ICANN has done a minor power grab in their insistence on getting and publishing True Names in the whois records. They're mixing several very different uses of that information, which have different requirements and appropriatenesses:

• Technical Contact When Things Go Wrong: Sometimes the DNS provider needs a technical contact when things go wrong. A working email address is good enough (it helps to have it on some machine not in the domain, because you're most likely to need to contact the Tech when it's broken.) Phone numbers and names are nice too, but not critical. It's nice if this is also available to the public, because sometimes other people have technical issues that need to be addressed, like machines spewing bad bits.
  
• Administrative Address - This needs to be a workable contact, to deal with policy issues, name ownership disputes, spammer complaints, etc. Again, no need for True Names, but working contacts are important.
  
• Billing contact for the DNS registrar to contact the owner of the name. Again, this doesn't need to be a True Name, and a working email is fine, though it's nice to provide the registrar with enough contact information that your name doesn't just vanish some day because of a billing problem. When NSI was the only DNS Registrar, they should have kept this private, not public, and it was only their own convenience that justified publishing it. With multiple registrars I suspect the same is still true, though perhaps there's a good reason I haven't thought of for doing otherwise.
  
• Owner's True Name, ICBM Address, and Subpoena-Serving Address - IMHO, this is Nobody's Business*, but ICANN strongly believes otherwise - they want to be able to deal with legal disputes like trademark conflicts over domain names by suing or subpoenaing the owner. This one's outright wrong, and the most serious privacy violation of the lot. The alternative is that if the dispute can't be resolved using the Administrative Contact (email or whatever), that the plaintiff should deal with the Name Registrar to see about seizing the name, and if the current user (whether Wrongfully Accused Legitimate Owner or Sleazy Cybersquatter) prefers to remain more private and not respond, then they're at more risk of losing their name, but that should be their choice. Again, IMHO, ICANN's positiion is a combination of control-freakism by some members and wanting to keep the name registrar out of disputes that they don't want to be involved with (and I sympathize - a $50 or $10 name registration fee doesn't leave lots of spare money for lawsuit defenses or even clerical dispute resolution, but that's just tough.)
  

In practice, ICANN's Data Grabbing isn't accomplishing its positive goals - When I've wanted to hunt down a spammer using Whois, it's generally not very practical - the Supposed True Name info is bogus, or it's a mailbox from a mailbox vendor, or it's outside the US in some jurisdiction where I don't know the alphabet, much less the legal code, and the email contract addresses either get you a black hole, or bounce, or sell your email to other spammers. On the other hand, people have supposedly been stalked, and lots of people have been spammed using this information, and it's Nobody's Business.
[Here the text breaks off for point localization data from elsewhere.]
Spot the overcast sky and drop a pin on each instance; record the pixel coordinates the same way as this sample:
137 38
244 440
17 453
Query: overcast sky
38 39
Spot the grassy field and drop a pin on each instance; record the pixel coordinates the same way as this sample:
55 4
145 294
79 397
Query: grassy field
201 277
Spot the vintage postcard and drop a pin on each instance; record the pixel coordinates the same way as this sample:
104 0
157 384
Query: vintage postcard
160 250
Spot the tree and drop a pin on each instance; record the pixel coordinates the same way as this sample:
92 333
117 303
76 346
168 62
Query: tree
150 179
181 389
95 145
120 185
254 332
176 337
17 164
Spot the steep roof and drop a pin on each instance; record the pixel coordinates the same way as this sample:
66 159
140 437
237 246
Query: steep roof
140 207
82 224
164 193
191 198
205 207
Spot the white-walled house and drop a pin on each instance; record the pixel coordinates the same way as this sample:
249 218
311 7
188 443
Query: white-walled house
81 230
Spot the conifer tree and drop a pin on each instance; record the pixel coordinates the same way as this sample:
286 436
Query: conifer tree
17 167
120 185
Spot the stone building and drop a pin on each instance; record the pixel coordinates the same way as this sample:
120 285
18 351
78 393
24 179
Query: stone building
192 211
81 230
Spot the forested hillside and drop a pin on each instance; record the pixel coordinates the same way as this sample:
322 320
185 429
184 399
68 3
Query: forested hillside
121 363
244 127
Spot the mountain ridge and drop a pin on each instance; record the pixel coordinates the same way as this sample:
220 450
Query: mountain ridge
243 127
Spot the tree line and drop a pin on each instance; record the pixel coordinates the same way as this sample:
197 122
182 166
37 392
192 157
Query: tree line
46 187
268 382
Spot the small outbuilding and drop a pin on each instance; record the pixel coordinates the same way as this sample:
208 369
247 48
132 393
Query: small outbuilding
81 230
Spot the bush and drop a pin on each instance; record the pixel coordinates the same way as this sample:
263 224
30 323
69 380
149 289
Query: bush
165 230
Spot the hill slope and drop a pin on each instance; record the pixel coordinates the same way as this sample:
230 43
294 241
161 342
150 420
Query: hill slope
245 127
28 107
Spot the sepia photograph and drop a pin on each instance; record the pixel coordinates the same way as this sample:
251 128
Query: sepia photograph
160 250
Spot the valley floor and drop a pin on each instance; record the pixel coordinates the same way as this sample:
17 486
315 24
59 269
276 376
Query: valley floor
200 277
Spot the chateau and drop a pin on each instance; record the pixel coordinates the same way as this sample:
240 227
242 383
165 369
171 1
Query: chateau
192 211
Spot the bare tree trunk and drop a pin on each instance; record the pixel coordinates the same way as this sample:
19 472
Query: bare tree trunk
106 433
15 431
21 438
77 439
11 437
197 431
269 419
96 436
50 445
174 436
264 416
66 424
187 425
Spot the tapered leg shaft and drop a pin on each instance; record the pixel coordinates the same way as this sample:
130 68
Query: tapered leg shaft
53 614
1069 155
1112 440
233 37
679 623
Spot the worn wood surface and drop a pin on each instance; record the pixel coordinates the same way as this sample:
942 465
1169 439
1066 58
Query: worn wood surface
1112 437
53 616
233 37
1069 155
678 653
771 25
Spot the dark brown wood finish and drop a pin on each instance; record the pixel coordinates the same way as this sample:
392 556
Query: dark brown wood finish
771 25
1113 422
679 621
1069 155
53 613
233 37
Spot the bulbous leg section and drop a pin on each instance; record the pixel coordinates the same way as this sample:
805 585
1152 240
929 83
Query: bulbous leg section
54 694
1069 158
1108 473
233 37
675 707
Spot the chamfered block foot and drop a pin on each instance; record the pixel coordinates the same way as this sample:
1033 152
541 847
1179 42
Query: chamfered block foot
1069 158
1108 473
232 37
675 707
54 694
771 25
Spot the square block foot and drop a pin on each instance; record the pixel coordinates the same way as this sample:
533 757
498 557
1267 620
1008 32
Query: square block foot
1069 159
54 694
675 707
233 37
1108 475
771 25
* Technically, I'm probably not allowed to use the phrase "Nobody's Business" here in California, because there's a store by that name in Mendocino County, so it'd be name-squatting or trademark dilution or something :-). It's owned by Wavy Gravy, aka Hugh Romney, who runs the "Nobody For President" campaign. So far, Nobody's winning the election, Nobody's leading the country, and Nobody's going to do a great job!